Spiky Optimization Functions

Updated 23 December 2025

Spiky optimization functions are characterized by abrupt, localized peaks or dips with steep gradients, resulting in a highly multimodal and non-smooth landscape.
They challenge popular surrogate models, like Gaussian Processes, by causing poor local fidelity and over-smoothed predictions that can mask true optima.
Alternative approaches such as decision-tree surrogates have shown lower optimization regret and near-linear scalability on these complex landscapes.

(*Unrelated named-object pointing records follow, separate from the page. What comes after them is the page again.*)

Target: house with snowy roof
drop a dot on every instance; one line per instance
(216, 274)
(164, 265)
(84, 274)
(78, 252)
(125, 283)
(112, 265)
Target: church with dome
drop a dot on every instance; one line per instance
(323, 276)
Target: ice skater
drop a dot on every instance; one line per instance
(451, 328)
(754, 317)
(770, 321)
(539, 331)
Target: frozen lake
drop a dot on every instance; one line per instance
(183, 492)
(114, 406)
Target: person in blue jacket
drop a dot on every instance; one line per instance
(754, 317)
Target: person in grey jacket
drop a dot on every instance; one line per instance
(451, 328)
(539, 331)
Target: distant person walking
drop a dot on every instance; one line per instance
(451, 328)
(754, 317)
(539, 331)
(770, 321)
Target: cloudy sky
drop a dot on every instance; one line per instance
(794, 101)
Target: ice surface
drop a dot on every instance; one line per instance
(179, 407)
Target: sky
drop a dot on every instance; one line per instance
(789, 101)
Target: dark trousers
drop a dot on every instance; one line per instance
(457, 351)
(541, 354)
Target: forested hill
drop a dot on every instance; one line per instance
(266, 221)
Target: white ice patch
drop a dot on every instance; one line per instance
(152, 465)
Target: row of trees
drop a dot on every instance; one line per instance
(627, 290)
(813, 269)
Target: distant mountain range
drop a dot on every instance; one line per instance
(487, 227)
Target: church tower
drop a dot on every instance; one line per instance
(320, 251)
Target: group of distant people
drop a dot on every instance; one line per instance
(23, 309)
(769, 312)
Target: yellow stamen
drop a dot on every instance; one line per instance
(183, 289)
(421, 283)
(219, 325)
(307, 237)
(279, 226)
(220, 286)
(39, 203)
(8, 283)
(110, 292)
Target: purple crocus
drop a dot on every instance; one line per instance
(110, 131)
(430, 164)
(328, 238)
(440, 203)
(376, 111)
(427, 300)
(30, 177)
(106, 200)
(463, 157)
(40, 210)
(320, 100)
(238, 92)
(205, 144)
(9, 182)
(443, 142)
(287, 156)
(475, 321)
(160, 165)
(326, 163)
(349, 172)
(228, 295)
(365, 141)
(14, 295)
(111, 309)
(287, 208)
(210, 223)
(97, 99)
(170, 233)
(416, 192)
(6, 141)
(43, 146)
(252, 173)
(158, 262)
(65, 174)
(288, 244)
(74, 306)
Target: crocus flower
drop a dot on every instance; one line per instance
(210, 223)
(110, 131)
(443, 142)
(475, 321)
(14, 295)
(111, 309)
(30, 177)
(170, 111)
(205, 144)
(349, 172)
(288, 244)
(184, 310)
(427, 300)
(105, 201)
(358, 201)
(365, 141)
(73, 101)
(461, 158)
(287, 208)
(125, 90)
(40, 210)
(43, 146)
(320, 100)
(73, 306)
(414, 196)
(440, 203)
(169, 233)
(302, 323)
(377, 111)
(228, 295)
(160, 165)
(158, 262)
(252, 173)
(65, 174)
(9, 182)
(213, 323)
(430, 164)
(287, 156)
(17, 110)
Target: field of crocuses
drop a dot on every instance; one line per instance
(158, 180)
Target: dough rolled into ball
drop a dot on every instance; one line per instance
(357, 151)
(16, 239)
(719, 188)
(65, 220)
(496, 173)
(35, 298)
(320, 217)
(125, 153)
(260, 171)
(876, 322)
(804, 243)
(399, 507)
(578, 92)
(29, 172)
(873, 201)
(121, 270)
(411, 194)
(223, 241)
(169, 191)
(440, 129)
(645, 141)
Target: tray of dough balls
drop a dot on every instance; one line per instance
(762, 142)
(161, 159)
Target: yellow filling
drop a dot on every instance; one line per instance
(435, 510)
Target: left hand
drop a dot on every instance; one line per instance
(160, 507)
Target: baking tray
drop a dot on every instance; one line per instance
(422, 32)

A spiky optimization function is characterized by a landscape exhibiting abrupt, localized changes—sharp peaks or dips—coupled with high multimodality and regions of steep gradient confined to narrow areas. Such functions fundamentally violate the smoothness assumptions underpinning most popular surrogate models and are widely used as benchmarks to stress-test and discriminate between global optimization methods, acquisition strategies, and surrogate modeling paradigms (Leenders et al., 16 Dec 2025, Jekel et al., 2019). Spikiness is not an intrinsic property of a specific analytic formula but rather a qualitative descriptor informed by the presence of sudden local deviations from an otherwise smooth or moderately wavy surface, often manifesting as numerous local optima or distinct regions of non-smoothness. These pathologies present challenges for both classical and probabilistic optimizers that rely on continuity or differentiability.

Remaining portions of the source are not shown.